He cited the 2010 earthquake in Haiti as an example. Some 316,000 people died, 300,000 were injured and about 1.8 million people needed immediate food and supplies. Getting enough supplies to Port-au-Prince would have required hundreds of Aeroscraft airships -- each one capable of carrying enough cargo for only about 3,000 people. Most of the supplies were delivered by truck from the neighboring Dominican Republic because even with the airport out of commission there was enough roadway left to get the supplies in after they were flown to Santo Domingo.
Airships may have a role for disasters in remote locations, Holguin-Veras said. "Maybe for something like a blackout in Vermont in winter," he said, where roads were impassable and the airport wasn't working, and the amount of cargo needed was small. In that case an Aersocraft might deliver a generator or two, or fuel for a small town.
In terms of cargo-shipping, the Aeroscraft may not be able to compete with ocean ships or trains, Holguin-Veras said. Shipping of any kind is a trade-off between how fast cargo has to move, how much can be carried and the cost of moving it. A plane is an expensive way to send anything, but it goes fast enough that high-value, perishable cargo is worth sending. The flower industry is a good example of this: flowers need to get to their destinations quickly and aren't shipped in high volumes. Meanwhile, a load of iron can sit in a cargo hold for a weeks-long journey, and a ship will carry tens of thousands of tons.
In order for the Aeroscraft to be competitive, it would need to carry cargo that wasn't perishable or didn't need to be delivered immediately. That limits the market it can service
And even though it doesn't need a fully equipped airport, future versions of the Aeroscraft able to carry hundreds of tons will be hundreds of yards long, necessitating a big, clear area. So shipping to city centers is less realistic.
Other companies have tried to make airships viable. Northrop-Grumman has developed an airship for surveillance for the U.S. Army. Meanwhile Cargolifter, a German company, tried to design and build an airship that could carry 176 tons. The company declared bankruptcy in 2002. Cargolifter sill exists, but it is selling a balloon-based crane system rather than a cargo-carrying dirigible. Lockheed-Martin designed and built a prototype for the Army as well, the same contract that Northrup-Grumman won. Now called the SkyTug, the rights to the design were taken over by a Canadian company, Aviation Capital Enterprises.

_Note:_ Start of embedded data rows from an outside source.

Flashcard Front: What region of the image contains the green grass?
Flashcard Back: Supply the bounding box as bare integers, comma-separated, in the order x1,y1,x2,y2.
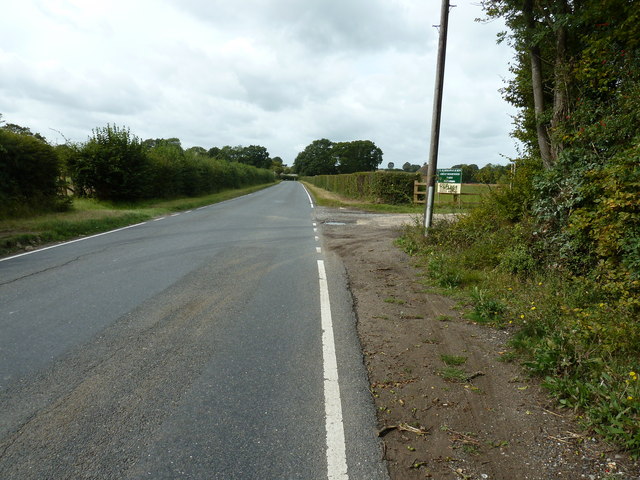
302,182,475,214
0,184,272,255
440,355,467,367
396,219,640,458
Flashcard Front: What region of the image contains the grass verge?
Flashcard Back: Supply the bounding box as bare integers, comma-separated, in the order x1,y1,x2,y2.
0,184,273,255
301,182,467,215
397,218,640,458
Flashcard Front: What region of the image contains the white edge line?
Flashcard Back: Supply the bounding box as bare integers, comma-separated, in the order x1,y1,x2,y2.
300,184,315,208
0,222,147,262
318,260,349,480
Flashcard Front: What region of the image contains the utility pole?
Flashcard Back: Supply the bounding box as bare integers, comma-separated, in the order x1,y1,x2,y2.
424,0,449,235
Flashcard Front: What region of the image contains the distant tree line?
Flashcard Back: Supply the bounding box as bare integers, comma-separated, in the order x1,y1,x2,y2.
293,138,382,176
451,163,511,184
0,117,278,218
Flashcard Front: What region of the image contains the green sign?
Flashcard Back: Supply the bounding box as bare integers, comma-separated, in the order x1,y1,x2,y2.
437,168,462,183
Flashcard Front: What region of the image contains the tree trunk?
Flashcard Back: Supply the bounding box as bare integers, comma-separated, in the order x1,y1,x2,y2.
551,2,569,163
523,0,554,168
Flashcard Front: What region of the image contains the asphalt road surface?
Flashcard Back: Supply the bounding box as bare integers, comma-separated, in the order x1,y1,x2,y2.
0,182,387,480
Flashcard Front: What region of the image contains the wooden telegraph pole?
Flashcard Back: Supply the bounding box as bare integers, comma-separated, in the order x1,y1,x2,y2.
424,0,449,235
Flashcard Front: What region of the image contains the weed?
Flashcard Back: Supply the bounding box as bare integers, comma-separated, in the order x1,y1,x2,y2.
438,367,468,382
470,287,506,323
440,355,467,366
384,297,407,305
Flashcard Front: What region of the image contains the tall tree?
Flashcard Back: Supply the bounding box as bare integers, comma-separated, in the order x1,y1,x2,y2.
293,138,337,176
333,140,382,173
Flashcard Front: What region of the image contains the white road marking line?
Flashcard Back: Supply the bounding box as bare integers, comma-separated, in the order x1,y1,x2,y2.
302,185,315,208
0,222,147,262
318,260,349,480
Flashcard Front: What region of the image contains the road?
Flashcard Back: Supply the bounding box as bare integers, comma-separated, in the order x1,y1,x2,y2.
0,182,387,480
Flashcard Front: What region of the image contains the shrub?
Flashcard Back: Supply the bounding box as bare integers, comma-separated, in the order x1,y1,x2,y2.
0,128,68,217
72,125,150,201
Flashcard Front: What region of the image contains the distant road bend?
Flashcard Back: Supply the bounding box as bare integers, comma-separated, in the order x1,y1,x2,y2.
0,182,387,480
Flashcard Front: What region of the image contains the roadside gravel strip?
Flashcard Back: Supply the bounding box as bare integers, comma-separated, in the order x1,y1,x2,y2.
316,207,640,480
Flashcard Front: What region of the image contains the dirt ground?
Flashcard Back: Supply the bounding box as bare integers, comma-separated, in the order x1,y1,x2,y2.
316,207,640,480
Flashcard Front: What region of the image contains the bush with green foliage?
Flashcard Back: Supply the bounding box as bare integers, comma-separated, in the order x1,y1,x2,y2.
301,171,420,205
72,125,150,201
0,128,68,217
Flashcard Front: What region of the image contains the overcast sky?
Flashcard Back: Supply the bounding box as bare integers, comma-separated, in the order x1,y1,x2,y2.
0,0,516,167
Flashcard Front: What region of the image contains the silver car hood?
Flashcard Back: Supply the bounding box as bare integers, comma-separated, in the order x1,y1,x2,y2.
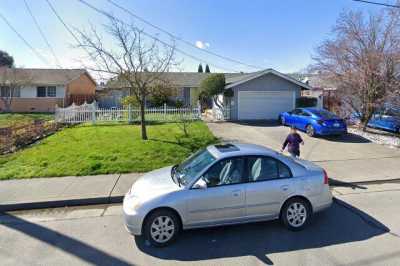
131,166,181,198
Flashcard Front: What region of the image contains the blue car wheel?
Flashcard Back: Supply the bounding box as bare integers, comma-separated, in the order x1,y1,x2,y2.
279,115,286,126
306,125,315,137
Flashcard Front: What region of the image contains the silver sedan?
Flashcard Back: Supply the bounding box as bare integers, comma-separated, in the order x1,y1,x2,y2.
123,144,332,246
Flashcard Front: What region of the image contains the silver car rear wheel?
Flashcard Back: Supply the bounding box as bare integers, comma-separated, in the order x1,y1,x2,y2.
286,202,307,227
281,197,312,231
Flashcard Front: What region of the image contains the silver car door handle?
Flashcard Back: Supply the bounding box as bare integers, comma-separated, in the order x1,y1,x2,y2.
281,185,289,191
232,190,240,197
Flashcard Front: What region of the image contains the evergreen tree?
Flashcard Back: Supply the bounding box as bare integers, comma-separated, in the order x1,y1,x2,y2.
0,50,14,67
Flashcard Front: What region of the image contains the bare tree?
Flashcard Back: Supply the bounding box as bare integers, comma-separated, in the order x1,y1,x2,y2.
0,67,31,112
78,17,175,140
312,9,400,130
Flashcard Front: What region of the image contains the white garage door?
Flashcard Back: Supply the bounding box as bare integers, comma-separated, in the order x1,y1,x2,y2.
238,91,295,120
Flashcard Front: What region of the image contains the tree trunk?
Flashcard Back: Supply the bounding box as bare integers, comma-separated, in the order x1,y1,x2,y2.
361,110,375,132
0,98,11,113
140,93,147,140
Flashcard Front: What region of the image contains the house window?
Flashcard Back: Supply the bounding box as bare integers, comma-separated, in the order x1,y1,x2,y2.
47,86,56,97
36,86,57,97
36,87,46,97
0,87,21,97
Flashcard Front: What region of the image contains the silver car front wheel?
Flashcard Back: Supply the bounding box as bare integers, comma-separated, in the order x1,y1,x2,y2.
150,216,175,243
143,209,180,247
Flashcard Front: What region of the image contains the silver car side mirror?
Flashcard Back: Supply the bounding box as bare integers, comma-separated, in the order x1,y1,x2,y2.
192,178,207,189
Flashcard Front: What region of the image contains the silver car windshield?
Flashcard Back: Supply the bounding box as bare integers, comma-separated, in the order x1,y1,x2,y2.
175,149,216,186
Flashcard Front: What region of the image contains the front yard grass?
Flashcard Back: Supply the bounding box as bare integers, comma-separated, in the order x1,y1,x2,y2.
0,121,217,179
0,113,54,128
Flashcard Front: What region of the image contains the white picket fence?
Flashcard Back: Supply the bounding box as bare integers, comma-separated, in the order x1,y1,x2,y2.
55,102,201,124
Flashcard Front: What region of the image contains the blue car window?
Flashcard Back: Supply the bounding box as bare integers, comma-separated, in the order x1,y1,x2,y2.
311,110,337,119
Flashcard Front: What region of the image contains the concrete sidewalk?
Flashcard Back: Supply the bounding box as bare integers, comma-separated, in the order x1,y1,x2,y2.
0,173,142,212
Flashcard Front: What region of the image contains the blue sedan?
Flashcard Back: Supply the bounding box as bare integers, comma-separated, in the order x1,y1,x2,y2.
368,114,400,133
279,108,347,136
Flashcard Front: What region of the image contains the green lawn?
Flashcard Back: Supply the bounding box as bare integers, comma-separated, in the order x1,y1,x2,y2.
0,121,217,179
0,113,54,128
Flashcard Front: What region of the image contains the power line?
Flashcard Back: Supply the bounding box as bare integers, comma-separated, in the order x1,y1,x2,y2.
0,10,50,65
77,0,240,72
107,0,263,69
24,0,62,68
46,0,90,48
353,0,400,8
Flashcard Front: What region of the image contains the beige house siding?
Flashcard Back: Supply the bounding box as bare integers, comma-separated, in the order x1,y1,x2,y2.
0,98,64,113
67,74,96,96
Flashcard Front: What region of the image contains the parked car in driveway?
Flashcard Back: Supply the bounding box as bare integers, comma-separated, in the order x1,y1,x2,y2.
279,108,347,136
123,144,332,246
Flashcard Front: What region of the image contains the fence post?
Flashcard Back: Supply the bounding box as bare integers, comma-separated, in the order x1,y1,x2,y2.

Jojo-Verge said Aeroscraft isn't trying to compete directly with other modes of transport, but to address markets that are more difficult for trucks or planes. Remote areas is one of those -- there are many places, he said, that have poor road connections and where a Aeroscraft carrying 66 tons would be more efficient than a truck picking its way through a remote trail. If anything, the Aeroscraft might just be in the "sweet spot" that other cargo methods don't handle well.
In addition, Aeros plans to build bigger airships. "The thing is, our design gets more efficient as you get bigger," Jojo-Verge said. A 200-ton Aeroscraft would not use much more fuel than the 66-ton version, and it would go just as fast.
And he sees disaster relief as a good initial market. "Imagine an earthquake in LA," he said. "You could get one of these in anywhere in the city." While it won't ever be as cheap as a truck or train, it's faster than a cargo ship. "We're trying to fill a gap," he said.